À bas la démocratie...

Droite chrétienne et gouvernement conservateur



(Ottawa) Stephen Harper vient d'écri­re un nouveau chapitre pour son cours Politi­que 101 : un gouvernement minoritaire incarne l'instabilité politique, se répercute sur la situation éco­nomique et, pour tout dire, aussi bien fermer le parlement, dans les circonstances.
La menace constante de votes de confiance et les spéculations quotidiennes sur de possibles élections dérangent les sacro-saints «marchés», a dit le premier ministre dans une entrevue télévisée qui laisse pantois.
Les électeurs ont décidé d'élire un troisième gouvernement minoritaire consécutif, en 2008, et ce, pour de très bonnes raisons, soit leur manque de confiance envers les leaders des deux grands partis.
En démocratie, veut le dicton, le peuple a toujours raison, même lorsqu'il se trompe. Et lorsqu'il se trompe, il peut toujours corriger le tir aux élections suivantes.
Le premier ministre a sans doute raison de dire que la prorogation du Parlement, puisque c'est de cela qu'il s'agit, n'empêche personne de dormir. Un site Facebook aurait recueilli plus de 150 000 signatures opposées à la prorogation, mais il faut se méfier des manipulations dans ce cas-ci.
Et son ministre de l'Industrie, Tony Clement, rejette les critiques d'un groupe d'universitaires comme étant l'apanage d'une «élite», ce qui, j'imagine, doit ressembler à un gros mot dans son vocabulaire.
L'entrevue au réseau spécialisé Business News Network (bnn.ca) confirme une fois de plus le côté sombre de la personnalité du premier ministre et son impatience envers les institutions démocratiques qui le dérangent.
Selon M. Harper, les petits jeux politiques recommenceront dès le retour du Parlement, le 3 mars. Mais il oublie de dire que ce premier vote de confiance n'aurait jamais eu lieu sans l'obligatoire discours du Trône provoqué par sa manoeuvre.
Je reviens aux universitaires. Près de 200 d'entre eux, de partout au pays, ont signé une attaque en règle contre la décision de renvoyer le Parlement : il y a longtemps que je n'ai pas vu un tel mouvement parmi nos «élites» (et non, ce n'est pas un gros mot).
Légalement, M. Harper avait et a toujours le droit de fermer le Parlement. Mais s'il y a des règles, disent nos experts, il y a aussi «l'esprit de ces règles».
L'opposition, pour une, doit agir dans l'intérêt public, et non poursuivre des objectifs strictement partisans. Dans le cas présent, malgré les propos du premier ministre, il est évident que le Parti libéral ne fera rien pour renverser le gouvernement.
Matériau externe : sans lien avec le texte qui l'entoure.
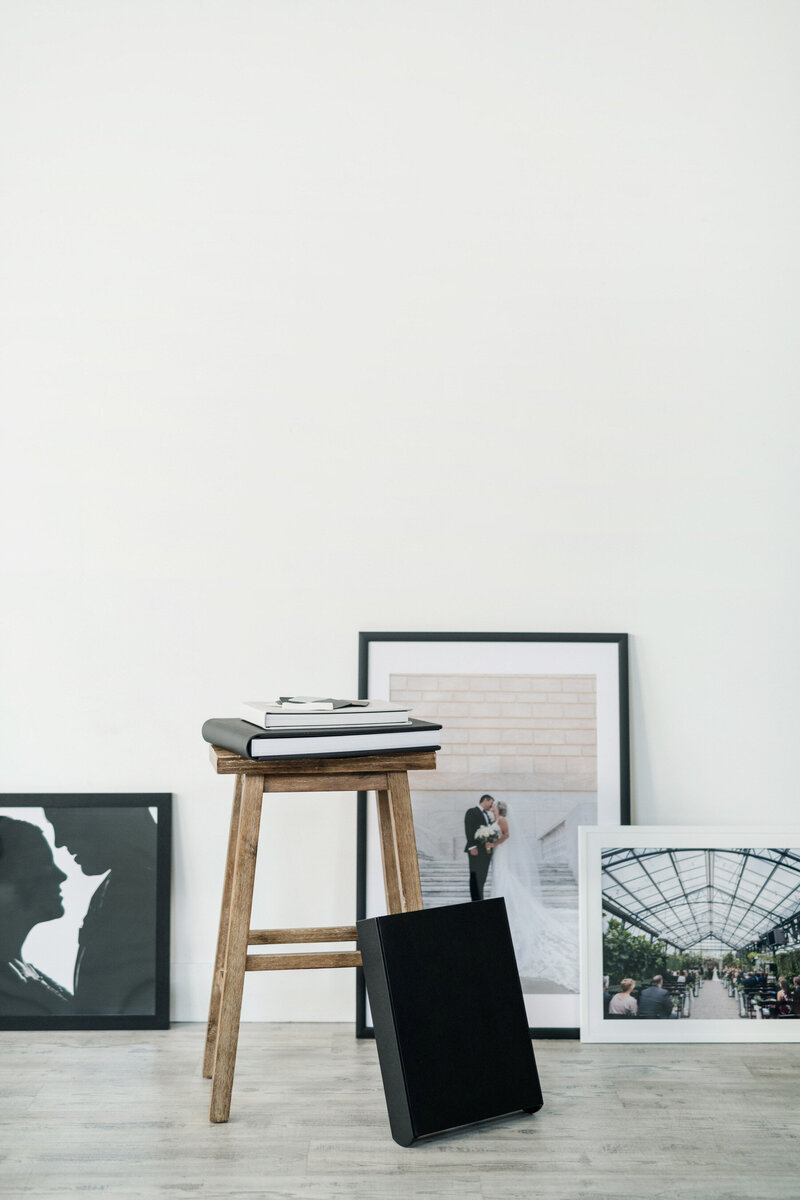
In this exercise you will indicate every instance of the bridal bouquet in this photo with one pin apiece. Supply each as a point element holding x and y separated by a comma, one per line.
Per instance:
<point>488,834</point>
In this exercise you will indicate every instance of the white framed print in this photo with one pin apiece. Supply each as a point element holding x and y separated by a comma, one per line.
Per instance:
<point>690,934</point>
<point>534,729</point>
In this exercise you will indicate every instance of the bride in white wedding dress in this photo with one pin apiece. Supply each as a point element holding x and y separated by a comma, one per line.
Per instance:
<point>545,941</point>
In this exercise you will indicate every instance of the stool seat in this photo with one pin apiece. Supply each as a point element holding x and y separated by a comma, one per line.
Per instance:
<point>386,774</point>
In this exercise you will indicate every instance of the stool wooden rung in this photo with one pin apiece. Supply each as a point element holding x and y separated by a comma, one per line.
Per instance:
<point>300,936</point>
<point>386,774</point>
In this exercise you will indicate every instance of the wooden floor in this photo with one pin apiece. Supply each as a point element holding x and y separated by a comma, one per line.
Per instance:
<point>125,1116</point>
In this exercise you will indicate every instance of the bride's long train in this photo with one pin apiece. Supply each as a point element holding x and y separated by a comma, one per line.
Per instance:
<point>545,940</point>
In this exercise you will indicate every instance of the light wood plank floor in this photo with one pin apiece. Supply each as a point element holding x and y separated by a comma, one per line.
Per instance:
<point>125,1116</point>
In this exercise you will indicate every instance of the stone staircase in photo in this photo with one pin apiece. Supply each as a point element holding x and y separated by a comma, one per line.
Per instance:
<point>446,882</point>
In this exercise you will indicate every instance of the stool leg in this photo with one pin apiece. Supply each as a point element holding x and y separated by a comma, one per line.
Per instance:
<point>222,937</point>
<point>241,901</point>
<point>389,853</point>
<point>408,867</point>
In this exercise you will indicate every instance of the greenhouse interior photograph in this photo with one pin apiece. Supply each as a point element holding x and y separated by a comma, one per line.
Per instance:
<point>701,934</point>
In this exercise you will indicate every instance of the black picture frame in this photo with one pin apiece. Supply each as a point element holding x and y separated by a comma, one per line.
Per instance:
<point>618,645</point>
<point>140,861</point>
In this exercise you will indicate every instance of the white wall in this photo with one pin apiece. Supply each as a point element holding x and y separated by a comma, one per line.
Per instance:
<point>338,316</point>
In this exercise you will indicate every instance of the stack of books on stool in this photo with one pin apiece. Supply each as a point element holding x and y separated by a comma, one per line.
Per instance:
<point>320,727</point>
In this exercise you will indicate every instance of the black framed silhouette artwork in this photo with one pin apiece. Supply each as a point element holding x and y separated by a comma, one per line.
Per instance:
<point>84,911</point>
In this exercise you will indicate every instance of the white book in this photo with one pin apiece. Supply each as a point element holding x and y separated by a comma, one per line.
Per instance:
<point>271,715</point>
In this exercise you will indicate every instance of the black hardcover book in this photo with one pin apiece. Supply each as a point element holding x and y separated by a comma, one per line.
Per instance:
<point>449,1017</point>
<point>253,742</point>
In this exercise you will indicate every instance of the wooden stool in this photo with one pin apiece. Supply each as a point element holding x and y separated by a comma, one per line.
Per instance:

Le gouvernement, de son côté, doit faire preuve de retenue dans l'utilisation de ses pouvoirs, disent les pétitionnaires. Ce qui ne correspond en rien à la décision controversée, car ils y voient uniquement des «intentions partisanes, tactiques et à court terme».
Pour ceux qui s'interrogent toujours sur la vraie raison de la prorogation, le chat est finalement sorti du sac par la bouche du maître à penser du premier ministre, Tom Flanagan.
Candide, ce dernier a confirmé ce que plusieurs soupçonnaient déjà, à savoir que le gouvernement voulait éteindre l'incendie qui couvait dans l'affaire des détenus afghans.
L'atteinte de cet objectif passait par la mise au rancart du Comité parlementaire qui creusait le dossier et exigeait la divulgation de tous les documents officiels, y compris les plus compromettants.
Objectif atteint, oui, mais à quel prix? M. Harper n'a rien à cirer des institutions politiques actuelles et tente de les modifier à sa convenance.
Voilà, la méthode a choqué et la prorogation, qui l'eût cru un jour, fait maintenant partie du débat politique canadien! Les facultés de droit et de sciences politiques de tout le pays en sont fort aises.